It’s not rocket science

Growing up, I always believed in the best of people. I would give them the benefit of the doubt before I would cast them as “bad” or “untrustworthy”. Of course, I was then regarded as naive, gullible and inexperienced. Back then, I used to feel sorry for all the cynics of the world and vowed never to become one. I was quite content living in my protected bubble. But as time went on, I found myself in all sorts of situations where I couldn’t help but feel that maybe, some people were just born with a mean streak.

Today was one of those days where I had to deal with someone rather unpleasant.
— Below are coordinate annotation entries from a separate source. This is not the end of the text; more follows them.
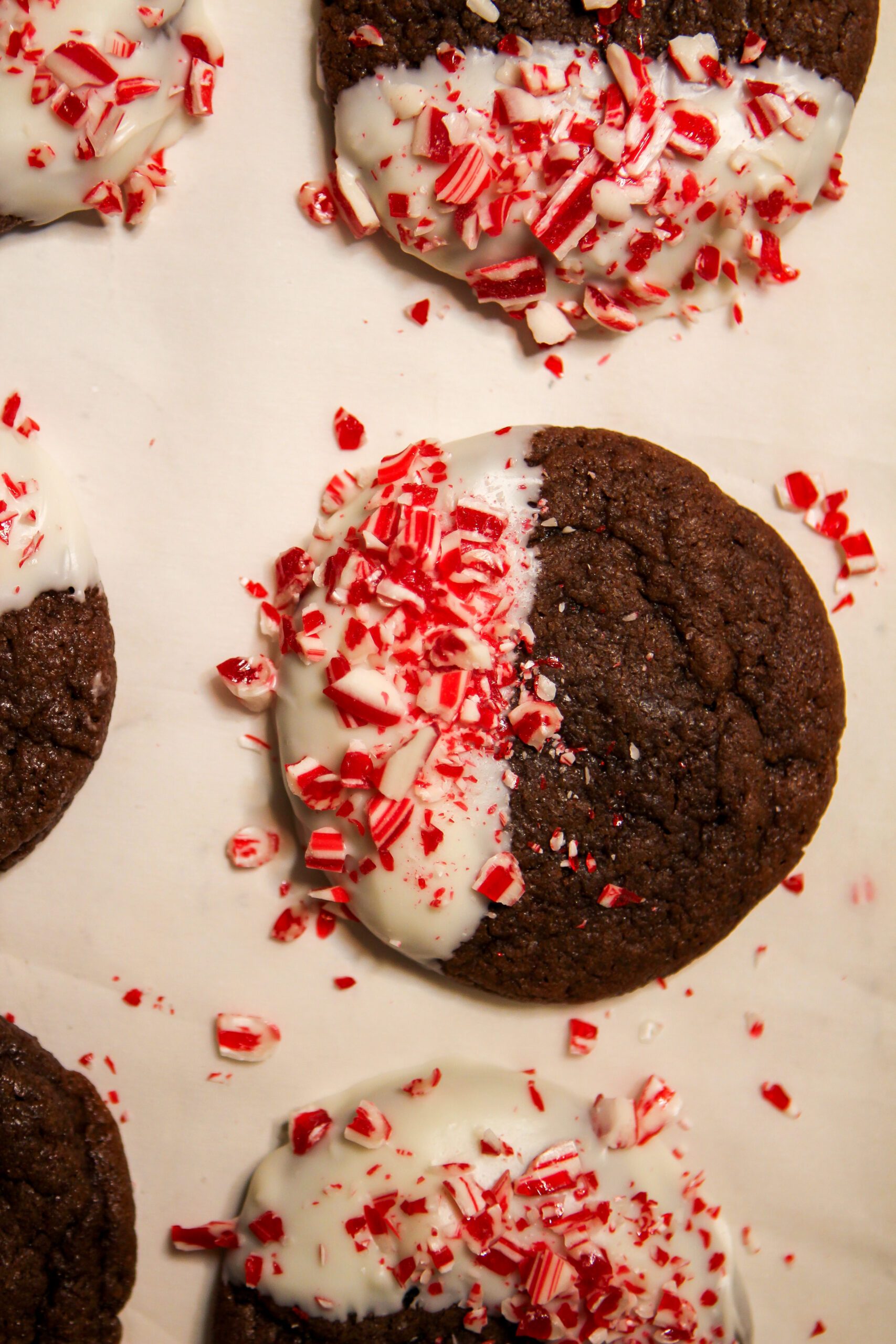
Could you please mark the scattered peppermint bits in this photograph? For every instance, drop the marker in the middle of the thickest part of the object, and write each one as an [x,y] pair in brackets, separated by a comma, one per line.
[316,202]
[253,847]
[800,492]
[251,680]
[220,1235]
[404,613]
[245,1038]
[419,312]
[573,1238]
[574,191]
[612,897]
[100,102]
[779,1098]
[583,1037]
[350,432]
[368,1127]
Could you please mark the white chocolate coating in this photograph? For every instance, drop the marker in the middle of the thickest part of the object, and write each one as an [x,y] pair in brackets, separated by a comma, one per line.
[375,128]
[399,905]
[151,123]
[44,541]
[328,1270]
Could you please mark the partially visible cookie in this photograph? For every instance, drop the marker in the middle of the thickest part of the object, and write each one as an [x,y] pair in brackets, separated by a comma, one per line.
[583,167]
[475,1203]
[837,42]
[68,1245]
[554,711]
[90,99]
[57,647]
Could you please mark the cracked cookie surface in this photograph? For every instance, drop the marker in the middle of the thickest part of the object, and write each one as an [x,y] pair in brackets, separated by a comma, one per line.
[57,689]
[830,37]
[68,1246]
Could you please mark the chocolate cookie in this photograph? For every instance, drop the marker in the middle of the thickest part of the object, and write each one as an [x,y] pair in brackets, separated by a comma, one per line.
[92,99]
[68,1246]
[57,690]
[554,711]
[837,41]
[57,647]
[245,1316]
[703,680]
[446,1230]
[567,179]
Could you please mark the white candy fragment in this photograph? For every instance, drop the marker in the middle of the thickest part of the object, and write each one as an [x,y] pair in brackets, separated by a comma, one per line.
[486,10]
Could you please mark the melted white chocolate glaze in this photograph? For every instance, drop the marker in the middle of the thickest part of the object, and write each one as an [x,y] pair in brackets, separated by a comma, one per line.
[638,1211]
[424,905]
[376,121]
[44,541]
[59,181]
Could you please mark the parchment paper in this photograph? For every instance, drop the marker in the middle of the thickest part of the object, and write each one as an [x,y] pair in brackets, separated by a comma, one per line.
[186,378]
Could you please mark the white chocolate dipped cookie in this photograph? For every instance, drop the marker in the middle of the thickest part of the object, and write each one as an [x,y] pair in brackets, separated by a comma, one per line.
[92,96]
[616,172]
[479,1203]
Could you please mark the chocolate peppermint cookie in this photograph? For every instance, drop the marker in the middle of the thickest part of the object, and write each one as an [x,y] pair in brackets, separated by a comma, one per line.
[473,1203]
[554,711]
[68,1246]
[92,93]
[590,166]
[57,646]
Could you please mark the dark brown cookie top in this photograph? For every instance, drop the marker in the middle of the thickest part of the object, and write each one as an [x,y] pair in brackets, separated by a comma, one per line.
[57,689]
[703,679]
[832,37]
[244,1316]
[68,1246]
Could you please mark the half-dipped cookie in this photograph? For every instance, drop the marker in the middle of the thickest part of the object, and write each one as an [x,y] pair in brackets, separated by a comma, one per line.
[57,646]
[554,711]
[587,164]
[476,1203]
[68,1245]
[92,94]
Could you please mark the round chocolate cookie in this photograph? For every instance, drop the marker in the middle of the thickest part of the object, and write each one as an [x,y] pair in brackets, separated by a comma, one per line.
[700,679]
[836,38]
[57,690]
[583,176]
[444,1233]
[561,711]
[68,1246]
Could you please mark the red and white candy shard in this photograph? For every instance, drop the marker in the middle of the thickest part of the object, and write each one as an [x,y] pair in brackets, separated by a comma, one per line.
[468,1193]
[800,492]
[245,1038]
[397,728]
[44,542]
[253,847]
[585,191]
[101,89]
[251,680]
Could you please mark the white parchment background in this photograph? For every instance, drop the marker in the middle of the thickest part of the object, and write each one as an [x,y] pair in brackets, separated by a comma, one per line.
[187,377]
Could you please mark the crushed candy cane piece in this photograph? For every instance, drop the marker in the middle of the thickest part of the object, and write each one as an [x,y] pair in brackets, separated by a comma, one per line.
[245,1038]
[253,847]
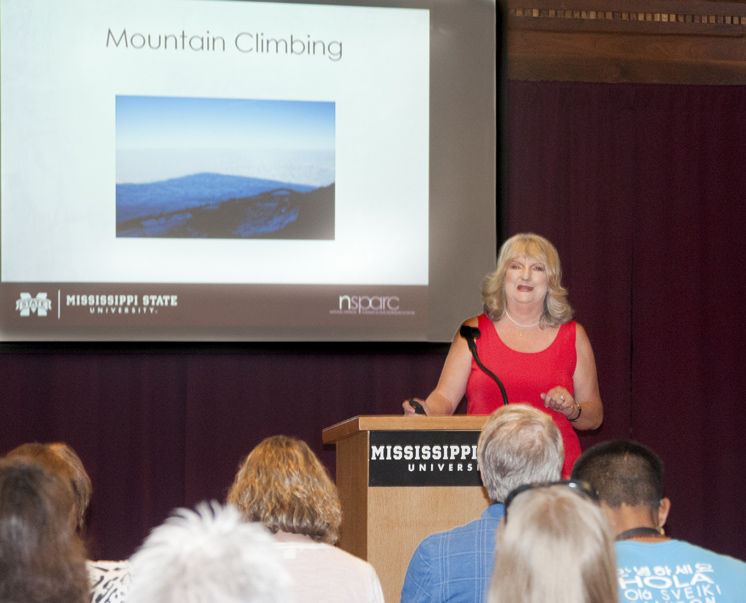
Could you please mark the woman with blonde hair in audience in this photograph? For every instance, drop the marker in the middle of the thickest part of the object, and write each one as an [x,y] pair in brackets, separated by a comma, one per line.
[283,485]
[554,545]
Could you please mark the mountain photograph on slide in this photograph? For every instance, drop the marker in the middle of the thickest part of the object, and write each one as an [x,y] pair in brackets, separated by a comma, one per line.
[224,168]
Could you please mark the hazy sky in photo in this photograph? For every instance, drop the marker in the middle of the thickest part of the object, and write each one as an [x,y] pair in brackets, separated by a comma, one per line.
[145,122]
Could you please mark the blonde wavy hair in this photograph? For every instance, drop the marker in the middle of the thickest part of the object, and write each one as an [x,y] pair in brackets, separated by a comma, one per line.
[557,309]
[283,485]
[554,546]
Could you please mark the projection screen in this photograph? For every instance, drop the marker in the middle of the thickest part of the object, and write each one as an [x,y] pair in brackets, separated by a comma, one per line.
[245,171]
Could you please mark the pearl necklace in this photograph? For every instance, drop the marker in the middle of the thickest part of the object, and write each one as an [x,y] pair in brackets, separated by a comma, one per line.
[521,327]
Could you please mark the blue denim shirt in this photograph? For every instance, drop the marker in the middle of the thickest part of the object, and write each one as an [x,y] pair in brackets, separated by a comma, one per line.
[454,566]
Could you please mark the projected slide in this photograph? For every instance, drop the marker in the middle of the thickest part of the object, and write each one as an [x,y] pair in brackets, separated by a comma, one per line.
[214,200]
[211,169]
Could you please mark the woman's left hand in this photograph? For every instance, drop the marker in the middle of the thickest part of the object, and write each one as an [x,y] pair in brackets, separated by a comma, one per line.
[560,400]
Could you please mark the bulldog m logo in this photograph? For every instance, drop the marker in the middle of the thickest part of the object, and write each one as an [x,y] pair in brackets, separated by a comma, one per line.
[39,304]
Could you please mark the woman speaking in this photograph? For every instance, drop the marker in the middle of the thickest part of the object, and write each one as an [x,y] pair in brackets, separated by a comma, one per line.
[527,338]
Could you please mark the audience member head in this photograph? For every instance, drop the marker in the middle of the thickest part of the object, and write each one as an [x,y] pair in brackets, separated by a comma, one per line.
[41,559]
[283,485]
[208,556]
[629,480]
[518,445]
[554,546]
[61,459]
It was 15 minutes before the start of my tutorial and by convention, we were allowed to go inside and start setting up. However, the group before me hadn’t completely finished – and by that, I meant there were two students still busy with their work and one student who was Facebooking. So I waited 5 more minutes and decided to go in, only to be greeted with a rather rude tutor telling me to leave.

“We’re still busy”, she said.

“Yes, I know. I’m just going to set up the computers”, I replied.

“I can’t have any disturbance”, she vented annoyingly.

“I’m just going to log into my account, it’s not going to disturb you”, I said.

“I can’t have you disturbing me, so please leave”, she reiterated.

By that time, I was thinking to myself, “You’re tutoring Pastel, not rocket science. And you’re not defusing a bomb; slight movements won’t be the end of your world.” Besides, the 15 minutes was technically overlap time where the previous class prepared to leave so that the next one could come in. There was no entitlement to hog the space. But, being the nice person that I was, I didn’t want to cause a scene so I kindly obliged to her request.

What irritated me was not the fact that my group had to stand outside for 10 extra minutes. Rather, it was that she thought herself so important that she could discard all courtesy and expect others to revel in her pseudo-power. In reality, being a tutor (especially a Pastel tutor) really wasn’t all that special. It certainly was not an excuse for someone to act high and mighty like she did. Self-elevating oneself onto a pedestal does not garner respect from anyone. Today, she lost all respect from me.

I realized that she didn’t have to be nice to me. There was no social contract between us that stipulated, “Be nice to your fellow tutors”; and even if there was, it would not be obligatory. Niceness simply was not one of those things which guaranteed a pay-off. If people were not sufficiently motivated to be nice, then what reason would there be to conform?

After some thinking, I came to the conclusion that although there might not be any external motivation to compel me to be nice, I would still like to be internally motivated enough to try be as nice to people as I possibly could. Sure, there wouldn’t be monetary rewards attached but I think I would feel infinitely better if I were a good person than if I were a complete bitch.